O PL aprovado na Câmara prevê mudar a contagem do prazo de inelegibilidade de políticos que perdem o mandato. Nos moldes atuais, um deputado que hoje é cassado fica inelegível pelo resto do mandato e por mais oito anos seguidos. Pela minirreforma, esse período de inelegibilidade seria de apenas oito anos a partir da perda do mandato, o que reduz a punição. Para o doutorando em direito pela UERJ (Universidade Estadual do Rio de Janeiro) e coordenador adjunto da Academia Brasileira de Direito Eleitoral e Político (ABRADEP), Bruno Cezar Andrade de Souza, apesar de ser um afrouxamento à atual pena, a mudança serve para garantir os direitos políticos de eventuais cassados. “A justificativa apresentada pela Câmara guarda relação com respeito aos direitos fundamentais, no caso os direitos políticos de a pessoa ser candidata. A Câmara dos Deputados compreendeu que a forma como a lei hoje está redigida pode ter, digamos assim, uma pena perpétua de afastamento da vida política.”
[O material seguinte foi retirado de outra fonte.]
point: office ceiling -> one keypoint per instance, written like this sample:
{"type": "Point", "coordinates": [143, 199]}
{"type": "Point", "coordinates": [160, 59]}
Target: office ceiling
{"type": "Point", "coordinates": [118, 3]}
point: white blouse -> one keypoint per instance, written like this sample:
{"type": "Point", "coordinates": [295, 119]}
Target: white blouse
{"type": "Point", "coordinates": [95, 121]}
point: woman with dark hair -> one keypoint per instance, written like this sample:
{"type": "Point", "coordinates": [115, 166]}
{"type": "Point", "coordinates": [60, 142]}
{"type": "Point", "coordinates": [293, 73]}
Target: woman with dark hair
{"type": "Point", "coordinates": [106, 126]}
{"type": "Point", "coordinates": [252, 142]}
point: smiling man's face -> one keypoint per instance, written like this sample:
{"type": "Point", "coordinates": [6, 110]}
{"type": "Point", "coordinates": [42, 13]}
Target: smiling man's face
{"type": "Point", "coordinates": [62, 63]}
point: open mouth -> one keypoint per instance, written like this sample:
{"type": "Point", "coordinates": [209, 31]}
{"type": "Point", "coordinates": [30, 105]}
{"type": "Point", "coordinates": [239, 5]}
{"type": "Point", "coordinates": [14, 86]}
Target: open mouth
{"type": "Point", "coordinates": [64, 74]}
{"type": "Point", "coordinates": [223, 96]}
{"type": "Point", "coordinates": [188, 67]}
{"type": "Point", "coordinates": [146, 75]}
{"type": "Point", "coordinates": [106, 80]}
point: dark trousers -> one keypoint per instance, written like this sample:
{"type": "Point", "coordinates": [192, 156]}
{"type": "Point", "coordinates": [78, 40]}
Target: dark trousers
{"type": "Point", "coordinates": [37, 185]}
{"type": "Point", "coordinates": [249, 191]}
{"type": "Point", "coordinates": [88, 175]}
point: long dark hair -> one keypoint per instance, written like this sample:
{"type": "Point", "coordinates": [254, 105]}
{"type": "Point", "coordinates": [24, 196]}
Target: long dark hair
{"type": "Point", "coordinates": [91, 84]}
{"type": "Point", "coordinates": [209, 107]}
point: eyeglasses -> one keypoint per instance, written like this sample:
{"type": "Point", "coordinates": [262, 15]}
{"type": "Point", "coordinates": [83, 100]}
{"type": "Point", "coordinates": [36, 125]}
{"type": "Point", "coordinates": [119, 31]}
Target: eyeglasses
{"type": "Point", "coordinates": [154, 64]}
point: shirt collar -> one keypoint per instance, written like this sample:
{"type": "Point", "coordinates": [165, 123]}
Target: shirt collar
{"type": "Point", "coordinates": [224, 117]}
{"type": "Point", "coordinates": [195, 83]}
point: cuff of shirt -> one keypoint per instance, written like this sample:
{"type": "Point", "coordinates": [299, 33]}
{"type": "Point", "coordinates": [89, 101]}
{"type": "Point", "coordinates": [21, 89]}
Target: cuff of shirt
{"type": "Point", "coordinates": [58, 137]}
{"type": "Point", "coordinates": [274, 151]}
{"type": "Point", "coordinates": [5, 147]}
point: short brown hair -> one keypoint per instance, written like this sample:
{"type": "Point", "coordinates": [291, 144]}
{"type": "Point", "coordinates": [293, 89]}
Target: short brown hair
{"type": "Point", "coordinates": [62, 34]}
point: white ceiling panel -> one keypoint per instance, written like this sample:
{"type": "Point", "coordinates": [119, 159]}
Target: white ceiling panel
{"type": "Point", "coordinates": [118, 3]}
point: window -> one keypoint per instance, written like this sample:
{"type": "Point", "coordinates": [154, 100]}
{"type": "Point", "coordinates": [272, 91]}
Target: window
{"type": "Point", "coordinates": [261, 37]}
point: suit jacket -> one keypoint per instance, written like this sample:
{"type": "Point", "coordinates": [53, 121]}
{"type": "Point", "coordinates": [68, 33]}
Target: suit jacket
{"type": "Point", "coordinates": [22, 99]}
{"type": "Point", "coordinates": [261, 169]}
“Imaginemos o caso de senador da República, que tem um mandato de oito anos. Essa pessoa pode ficar até 16 anos inelegível caso perca o seu mandato no primeiro ano de eleição, porque ele ficaria todos esses sete, oito anos do prazo do mandato e mais oito anos após o mandato, ou seja, 16 anos inelegível. Então, penso que o sentido é dar mais segurança jurídica ao parlamentar e aumentar o grau de deferência de respeito aos direitos políticos do cidadão”, explicou.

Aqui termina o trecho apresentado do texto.